Dear All,
This Proves, beyond any 'Reasonable' Doubt, that men, Do NOT 'understand' Women- no matter how 'hard' they try.....
It is his wife's birthday, the following week, so the man asks her "What do you, Most want, for your Birthday my Love?" "I'd Like to be 'Eight'" sweetheart, replies his beautiful 'gal'.
So, on the morning of her birthday, the Husband gently wakes his Wife- with a loving Kiss. "Happy Birthday Darling" said the man, before putting a tray over the bed. The tray contained Toast, a Boiled Egg, Coco Pops and a carton of Chocolate Milk. "See you, in a minute" he said leaving the room.

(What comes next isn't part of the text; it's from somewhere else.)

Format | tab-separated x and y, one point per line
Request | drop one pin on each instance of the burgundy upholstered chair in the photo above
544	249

His Wife, Mary, made her way into the 'Bathroom', relieved herself, had a wash, cleaned her teeth before come Downstairs, in her Dressing Gown. Quite a 'Sight' greeted her.
On the table stood a number of, brightly wrapped, packages- each one carefully labelled. As Mary, was opening, her Presents Tom (her Husband) was making Hot Chocolate- which he 'Served' with Marshmallows. The Presents were Bangles, Hair Nets, Combs, Nail Varnish, Make Up and Scents- except for the Large One, which was a Flowery Dress. By the time Mary had Opened, it all, it was nearly Eleven Thirty. "Will you put the Dress 'On', my Love" asked Tom.
So by around twelve thirty, Mary had Showered, 'Done' her hair and 'Dressed', she have even Tried the Scents (Good Grief, how COULD he!) "Hurry up Babe" called Tom "I've 'Booked' a Table". So he had, at a Pizza Restaurant!
Next he took his wife, to see the latest Disney 'Blockbuster', followed by an Open Air Bus Ride, stopping at all the 'Sights'. Finally reaching the Bus Depot Mary was getting Tired.
Next up was a Trip to a Burger Bar, complete with Fizzy Pop, Garlic Bread and Ice Cream..... by the time the she actually 'Got Home' Mary was completely Exhausted! Allowing her time to Get Back into her 'Jim Jams', Tom made- yet more- hot Chocolate, served- this time- with Chocolate Chip Cookies. Producing a Large Blanket to wrap around, his Wife, Tom asked "How was Your Day 'Being Eight'?"
Mary looked a Little confused, for a moment, before saying "I MEANT 'Dress Size', you Idiot!"